As the family grew, life in Valle de Santiago became more difficult because jobs were scarce. Eva’s father had to look for work in El Norte, the United States. He took a job as a farm worker in Texas and left his wife and children at home. He often made less than one dollar a day, but he sent money home regularly and visited as often as he could. When Eva was three, he brought the family to Pharr, Texas. Everyone in the family worked. Eva’s job, as soon as she was old enough, was picking cucumbers and bag radishes before and after school.
It was hard for the family to move to a new country, but Eva’s parents made it easier. She says, “My father told us that although he was taking us out of Mexico, no one could ever take Mexico and our culture out of us.” Her parents often sang corridos to each other. A corrido is a Mexican ballad. Ballads are songs that tell stories. They also composed and recited poems, made clothing and furniture from scratch, and celebrated Mexican festivals with all the colorful splendor they could create with very little money. This early, ongoing experience with Mexican art and culture influenced Eva to become a traditional artist.
Although Eva’s family spent most of the day working the land, they always made time for art, poetry, music, and stories. For them, art was both beautiful and healing. It was also instructive, teaching how to live as a respectable person.
Eva’s parents not only nourished Eva’s soul with art, but they also nourished her body with healing plants and herbs. They were curanderos, or healers. Once a month, Eva’s mother made a special stew to help protect the family from colds and stomach problems. Eva still uses family recipes and remedies to help heal her family and people in her community.
When Eva was 15 years old, she and her family became migrant farm workers. After the harvesting season ended in Texas, they traveled, with many other workers, on a truck operated by the Amalgamated Sugar Company. The company drove them to its processing plant in Nyssa, Oregon, to work on its large sugar beet farms, processing sugar beets.
For three years, Eva’s family made the 2,000-mile trip between Pharr, Texas and Nyssa, Oregon. In 1957, the family decided to stay in Nyssa year round and make it their home. Soon after, Eva married Teodoro Castellanoz and began a family.
When Eva was 25, she returned to Mexico with her husband. On the trip, she was inspired when she saw a street vendor making coronas de azahares (crowns made from paper and wax orange blossom buds). Her parents had described these to her all her life, so she decided to learn this art form. She returned to Nyssa and began what would become a lifelong, creative calling. Eva won national recognition in 1987 when she was named a National Endowment for the Arts Heritage Fellow for her extraordinary artistry.

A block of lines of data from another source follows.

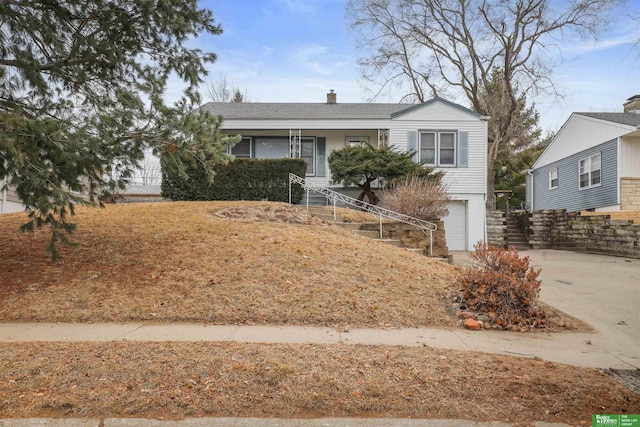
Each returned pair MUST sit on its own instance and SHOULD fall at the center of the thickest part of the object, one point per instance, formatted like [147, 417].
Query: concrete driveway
[603, 291]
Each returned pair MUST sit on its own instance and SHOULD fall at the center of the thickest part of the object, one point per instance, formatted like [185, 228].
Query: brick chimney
[331, 97]
[632, 105]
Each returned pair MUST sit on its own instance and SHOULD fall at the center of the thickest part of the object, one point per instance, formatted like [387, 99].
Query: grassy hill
[217, 262]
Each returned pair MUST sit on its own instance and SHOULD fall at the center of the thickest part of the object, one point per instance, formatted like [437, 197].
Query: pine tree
[362, 164]
[81, 98]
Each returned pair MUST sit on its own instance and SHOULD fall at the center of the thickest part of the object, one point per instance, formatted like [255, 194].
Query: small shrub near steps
[500, 291]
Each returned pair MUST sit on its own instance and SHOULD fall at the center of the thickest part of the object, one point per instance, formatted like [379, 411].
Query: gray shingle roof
[630, 119]
[254, 110]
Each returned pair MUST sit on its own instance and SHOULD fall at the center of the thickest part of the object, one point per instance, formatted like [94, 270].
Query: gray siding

To Eva, making wax flowers is a spiritual act as well as a physical task. While she is forming her flowers, she prays for the new couple, the young woman entering adult life, or the newborn baby. She feels honored to participate in these rites of passage, and she believes that the person carrying her bouquet or wearing her corona will transform the inanimate flowers, giving them life and making them beautiful.
Each year Eva makes flowers for about a dozen events such as baptisms, quinceañeras, and weddings. Friends have encouraged her to market her work outside Nyssa, but she insists on working with people she knows personally, and she believes in charging people what they can afford. Here is what Eva says about her art:
Coronas de azahares are very important in our culture. They are symbolic of purity, chastity, and innocence. It starts in baptism and goes onto Holy Communion, quinceañera, and marriage. This art has a voice. Children have lots of fun doing this art. I have worked in many schools doing this with children and all of them make beautiful flowers and have a very good time doing it. All of my children know how to do this art and they help me share it with others. I have done an apprenticeship with one of my granddaughters. Another granddaughter did all her quinceañera things herself with just a little help from me.
Eva has lived and worked in Nyssa for more than 50 years. In addition to farming and working in factories, she has continued making flowers for friends and family on special occasions. She also shares her wisdom and skill with young people in the community. Now that she has retired, Eva spends her days playing with her grandchildren, sharing her art in workshops, and recommending healing practices to family and community members.